Erie County Water Authority Approves Revised Rate StructureNovember 17, 2016
The Erie County Water Authority's (ECWA) Board of Commissioners has approved a revised rate structure for their customers set to go into effect Jan. 1, 2017. As a result, the vast majority of the agency's customers will see no change in their water costs - and some will achieve savings.
The new simplified rate structure categorizes customers based on their water meter size. The first group, with meters one inch or less - 97 percent of ECWA customers - will see no change in their rates. The two remaining groups, comprised of larger meter sizes and bulk customers, will see rates change based on the size of their meter.
In addition to these changes, the Board of Commissioners has voted to eliminate the summer surcharge, creating another source of savings for ECWA customers.
"While fundamentally simplifying our rate structure, we've ensured 97 percent of our customers see no increase in their water bills if they use the same amount of water next year. Some will actually see a reduction," ECWA Chairman Earl Jann said. "The same majority of our customers will also see their infrastructure charge, which has increased annually, frozen for the next three years."
For 16 months, ECWA worked with Raftelis Financial Consultants, a national rate consultant, to review its current rate structure and cost of service model, and to survey national trends in rate design. The firm, which works closely with the American Water Works Association, made recommendations that were accepted by the Authority. The new rates are effective Jan. 1, after filing the rate consultants' recommendation with the Authority's bond trustee.
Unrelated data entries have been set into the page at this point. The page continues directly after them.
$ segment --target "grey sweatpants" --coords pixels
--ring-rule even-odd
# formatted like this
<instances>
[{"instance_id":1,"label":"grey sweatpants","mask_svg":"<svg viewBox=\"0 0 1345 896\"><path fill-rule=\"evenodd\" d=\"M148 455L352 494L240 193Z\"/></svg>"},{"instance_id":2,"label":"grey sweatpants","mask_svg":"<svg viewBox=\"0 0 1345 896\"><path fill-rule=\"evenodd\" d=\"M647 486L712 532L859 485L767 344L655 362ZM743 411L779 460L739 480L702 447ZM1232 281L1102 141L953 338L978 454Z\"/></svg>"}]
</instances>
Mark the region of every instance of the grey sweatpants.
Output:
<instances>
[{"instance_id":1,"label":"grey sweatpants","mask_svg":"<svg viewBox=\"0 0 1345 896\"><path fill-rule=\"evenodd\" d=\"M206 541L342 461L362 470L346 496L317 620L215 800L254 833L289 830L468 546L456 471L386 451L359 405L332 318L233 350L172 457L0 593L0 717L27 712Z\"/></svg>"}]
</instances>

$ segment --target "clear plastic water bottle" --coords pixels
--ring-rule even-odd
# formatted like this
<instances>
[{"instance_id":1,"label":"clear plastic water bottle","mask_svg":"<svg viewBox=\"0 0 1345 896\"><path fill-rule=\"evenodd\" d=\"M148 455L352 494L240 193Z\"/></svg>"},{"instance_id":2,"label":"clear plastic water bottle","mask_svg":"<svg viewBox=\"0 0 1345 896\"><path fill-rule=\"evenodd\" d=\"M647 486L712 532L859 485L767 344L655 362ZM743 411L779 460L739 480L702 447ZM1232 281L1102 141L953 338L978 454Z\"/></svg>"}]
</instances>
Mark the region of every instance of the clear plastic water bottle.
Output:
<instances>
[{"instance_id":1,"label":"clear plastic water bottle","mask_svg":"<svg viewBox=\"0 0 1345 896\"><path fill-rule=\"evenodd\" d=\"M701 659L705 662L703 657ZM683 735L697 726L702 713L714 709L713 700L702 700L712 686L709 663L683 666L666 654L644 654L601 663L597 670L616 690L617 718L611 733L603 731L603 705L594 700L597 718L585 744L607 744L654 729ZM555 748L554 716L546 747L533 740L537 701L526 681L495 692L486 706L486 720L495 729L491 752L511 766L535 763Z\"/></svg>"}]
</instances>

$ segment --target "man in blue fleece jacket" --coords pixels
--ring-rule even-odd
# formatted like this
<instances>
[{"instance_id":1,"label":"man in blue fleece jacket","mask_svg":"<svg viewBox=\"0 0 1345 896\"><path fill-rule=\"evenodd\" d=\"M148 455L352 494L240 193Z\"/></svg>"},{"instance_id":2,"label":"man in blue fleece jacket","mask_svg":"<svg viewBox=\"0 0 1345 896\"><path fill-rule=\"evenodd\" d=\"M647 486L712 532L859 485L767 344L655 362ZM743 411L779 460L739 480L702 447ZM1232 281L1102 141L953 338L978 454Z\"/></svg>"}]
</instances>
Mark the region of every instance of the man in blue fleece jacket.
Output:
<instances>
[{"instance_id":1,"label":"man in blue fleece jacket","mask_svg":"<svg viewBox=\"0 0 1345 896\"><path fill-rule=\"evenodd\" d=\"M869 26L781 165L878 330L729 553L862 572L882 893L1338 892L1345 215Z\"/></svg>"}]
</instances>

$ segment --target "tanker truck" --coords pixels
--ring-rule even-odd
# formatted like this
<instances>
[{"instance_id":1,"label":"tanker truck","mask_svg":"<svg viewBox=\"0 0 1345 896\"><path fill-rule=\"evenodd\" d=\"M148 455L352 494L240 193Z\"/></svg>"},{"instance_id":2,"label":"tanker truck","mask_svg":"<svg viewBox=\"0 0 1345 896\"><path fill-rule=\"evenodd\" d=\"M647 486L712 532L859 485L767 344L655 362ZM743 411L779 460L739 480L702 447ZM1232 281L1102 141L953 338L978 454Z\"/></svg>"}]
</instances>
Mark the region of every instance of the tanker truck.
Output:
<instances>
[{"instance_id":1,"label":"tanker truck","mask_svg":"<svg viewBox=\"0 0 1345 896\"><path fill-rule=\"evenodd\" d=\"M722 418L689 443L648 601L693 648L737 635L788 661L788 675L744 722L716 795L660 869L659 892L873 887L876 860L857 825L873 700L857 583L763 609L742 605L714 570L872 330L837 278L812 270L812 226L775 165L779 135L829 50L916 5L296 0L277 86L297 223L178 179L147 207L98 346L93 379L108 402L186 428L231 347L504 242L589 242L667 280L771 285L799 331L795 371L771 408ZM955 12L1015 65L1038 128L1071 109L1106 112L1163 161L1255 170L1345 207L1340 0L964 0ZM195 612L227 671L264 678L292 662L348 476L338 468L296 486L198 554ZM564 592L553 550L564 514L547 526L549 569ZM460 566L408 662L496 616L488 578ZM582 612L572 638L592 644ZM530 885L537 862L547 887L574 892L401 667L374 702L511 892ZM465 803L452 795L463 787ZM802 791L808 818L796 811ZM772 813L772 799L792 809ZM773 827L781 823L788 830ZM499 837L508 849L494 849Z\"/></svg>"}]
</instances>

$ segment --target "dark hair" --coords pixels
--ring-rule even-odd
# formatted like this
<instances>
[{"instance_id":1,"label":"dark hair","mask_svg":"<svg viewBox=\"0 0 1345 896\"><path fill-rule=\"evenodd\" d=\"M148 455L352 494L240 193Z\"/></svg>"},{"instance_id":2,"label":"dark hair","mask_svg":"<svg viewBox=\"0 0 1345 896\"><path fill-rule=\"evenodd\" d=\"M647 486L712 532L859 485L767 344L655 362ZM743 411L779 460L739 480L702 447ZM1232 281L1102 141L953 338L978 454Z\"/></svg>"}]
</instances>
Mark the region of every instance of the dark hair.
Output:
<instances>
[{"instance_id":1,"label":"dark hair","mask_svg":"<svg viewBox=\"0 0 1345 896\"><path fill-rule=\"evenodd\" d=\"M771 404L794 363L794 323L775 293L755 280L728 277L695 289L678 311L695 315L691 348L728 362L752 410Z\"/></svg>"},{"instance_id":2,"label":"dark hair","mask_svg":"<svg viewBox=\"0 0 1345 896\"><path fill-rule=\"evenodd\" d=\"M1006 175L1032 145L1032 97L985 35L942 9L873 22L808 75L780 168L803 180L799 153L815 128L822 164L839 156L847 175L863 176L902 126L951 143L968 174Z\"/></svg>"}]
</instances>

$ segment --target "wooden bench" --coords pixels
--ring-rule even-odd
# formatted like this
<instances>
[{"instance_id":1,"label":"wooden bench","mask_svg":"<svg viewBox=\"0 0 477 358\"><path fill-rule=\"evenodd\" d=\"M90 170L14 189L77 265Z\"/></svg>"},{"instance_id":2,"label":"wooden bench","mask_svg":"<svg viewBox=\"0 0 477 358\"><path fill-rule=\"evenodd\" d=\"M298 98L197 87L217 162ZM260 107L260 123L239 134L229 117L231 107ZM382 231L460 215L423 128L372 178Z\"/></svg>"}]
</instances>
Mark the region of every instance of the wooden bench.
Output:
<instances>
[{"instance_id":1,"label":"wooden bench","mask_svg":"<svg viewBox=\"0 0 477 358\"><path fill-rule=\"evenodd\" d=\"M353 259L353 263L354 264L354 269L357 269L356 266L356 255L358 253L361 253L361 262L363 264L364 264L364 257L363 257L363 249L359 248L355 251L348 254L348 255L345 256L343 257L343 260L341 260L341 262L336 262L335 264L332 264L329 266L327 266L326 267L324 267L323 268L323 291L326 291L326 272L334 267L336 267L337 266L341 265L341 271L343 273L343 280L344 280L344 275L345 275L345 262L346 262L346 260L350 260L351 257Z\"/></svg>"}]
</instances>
The last time the Authority conducted a rate study was in 1992. Since that time, the profile of our customers has changed dramatically, presenting the need to revisit how our customers are charged.
The Authority's capital budget - the amount devoted to infrastructure replacement - was $28 million in 2016 and is increased by $4 million to $32 million for 2017. A combination of bond refinancing and other increased efficiencies within the Authority made this possible. As a result, more funds will be committed to upgrading the distribution system - pipelines, tanks, plants, and pump stations.
"Our work to redefine our rate structure was centered around the idea that our customers come first," Jann said. "And we wanted to introduce both simplicity and fairness for their benefit."